Data Quality & Anomaly Detection: The Quarantine Pattern.

Protecting downstream BI by routing high-quality data to production and invalid records to a rejected table.

In production, data is often "dirty." We are building a validator that inspects incoming vendor files. If a record has a duplicate order_id, a negative price, or a missing customer_id, it is marked as "Invalid" and sent to a Quarantine Table for manual review. Only "Clean" data reaches the Gold Warehouse.

Below is a typical batch containing valid data, a negative value (anomaly), and a duplicate ID.

Vendor Sales Feed (S3)
| order_id | price | status |
| 1001 | 50.00 | SHIPPED | (Valid)
| 1002 | -5.00 | CANCELLED | (Invalid: Negative Price)
| 1001 | 50.00 | SHIPPED | (Invalid: Duplicate ID)

We use a UDF to perform row-level logic checks. For uniqueness, we use Window Functions to tag duplicates without losing rows initially.

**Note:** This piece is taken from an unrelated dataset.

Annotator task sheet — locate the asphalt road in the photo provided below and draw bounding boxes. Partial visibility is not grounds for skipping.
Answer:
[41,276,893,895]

from pyspark.sql.functions import *
from pyspark.sql.types import StringType

# 1. Anomaly Detection UDF
@udf(returnType=StringType())
def validate_record(price, status):
    if price is None or price <= 0:
        return "INVALID_PRICE"
    if status not in ["SHIPPED", "PENDING", "CANCELLED"]:
        return "INVALID_STATUS"
    return "VALID"

# 2. Tagging Duplicates via Windowing
window_spec = Window.partitionBy("order_id").orderBy("order_id")
df_tagged = df_raw.withColumn("row_num", row_number().over(window_spec)) \
    .withColumn("quality_flag", validate_record(col("price"), col("status"))) \
    .withColumn("final_status", 
        when(col("row_num") > 1, "DUPLICATE")
        .otherwise(col("quality_flag"))
    )
    

We split the DataFrame into two logical paths. This ensures the pipeline doesn't crash, but the "bad" data is safely set aside for the Data Ops team.

# Filter Clean Data
df_clean = df_tagged.filter(col("final_status") == "VALID").drop("row_num", "final_status")

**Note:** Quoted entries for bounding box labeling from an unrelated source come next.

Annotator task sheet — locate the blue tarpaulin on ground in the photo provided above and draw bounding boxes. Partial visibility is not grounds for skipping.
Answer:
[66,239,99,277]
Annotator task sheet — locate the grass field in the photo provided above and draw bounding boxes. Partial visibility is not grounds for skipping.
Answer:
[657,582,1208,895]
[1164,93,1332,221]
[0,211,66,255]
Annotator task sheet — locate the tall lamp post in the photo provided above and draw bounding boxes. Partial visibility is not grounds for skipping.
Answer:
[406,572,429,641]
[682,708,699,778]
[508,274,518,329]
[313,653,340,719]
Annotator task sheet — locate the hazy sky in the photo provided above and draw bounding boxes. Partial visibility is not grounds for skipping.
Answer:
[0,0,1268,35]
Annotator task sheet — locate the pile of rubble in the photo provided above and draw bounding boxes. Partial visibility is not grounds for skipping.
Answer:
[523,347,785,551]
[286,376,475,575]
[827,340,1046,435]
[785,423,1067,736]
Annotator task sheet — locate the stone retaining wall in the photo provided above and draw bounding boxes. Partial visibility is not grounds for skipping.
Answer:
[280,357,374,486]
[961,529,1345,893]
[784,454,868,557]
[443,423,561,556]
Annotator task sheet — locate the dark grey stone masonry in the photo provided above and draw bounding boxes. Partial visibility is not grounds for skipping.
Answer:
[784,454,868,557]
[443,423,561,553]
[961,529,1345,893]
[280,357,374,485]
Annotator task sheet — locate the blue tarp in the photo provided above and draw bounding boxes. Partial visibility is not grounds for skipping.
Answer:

# Filter Bad Data (The Quarantine)
df_quarantine = df_tagged.filter(col("final_status") != "VALID") \
    .withColumn("rejection_reason", col("final_status")) \
    .withColumn("rejection_ts", current_timestamp())
    

The warehouse receives pure data, while the quarantine table acts as a log for vendor troubleshooting.

Target: Gold Sales Table (Delta)
| order_id | price | status |
| 1001 | 50.00 | SHIPPED |
Target: Rejected_Records (Delta)
| order_id | rejection_reason | rejection_ts |
| 1002 | INVALID_PRICE | 2026-01-27 |
| 1001 | DUPLICATE | 2026-01-27 |
# Write Clean Data
df_clean.write.format("delta").mode("append").saveAsTable("gold.sales")

# Write Quarantine Data
df_quarantine.write.format("delta").mode("append").saveAsTable("audit.quarantine_logs")

# Log KPI for Monitoring
print(f"Ingested {df_clean.count()} records. Quarantined {df_quarantine.count()} records.")
    
Q: Why use a UDF instead of standard Spark SQL functions for validation? While Spark SQL functions are faster (vectorized), UDFs allow for highly complex, multi-column business logic that is easier to maintain and test when validation rules involve 10+ edge cases or external library checks.
Q: How do you handle the performance bottleneck of UDFs? Try to use Pandas UDFs (Vectorized UDFs) if the logic is mathematical. Alternatively, perform "pre-filtering" using native Spark functions to reduce the number of rows the UDF has to process.
Q: What is the benefit of the Quarantine Pattern over just dropping bad rows? Dropping rows leads to Data Loss. If a vendor sends a file where 50% of the data is bad, the Quarantine table allows you to prove it to them, fix the root cause, and re-process those specific rows later.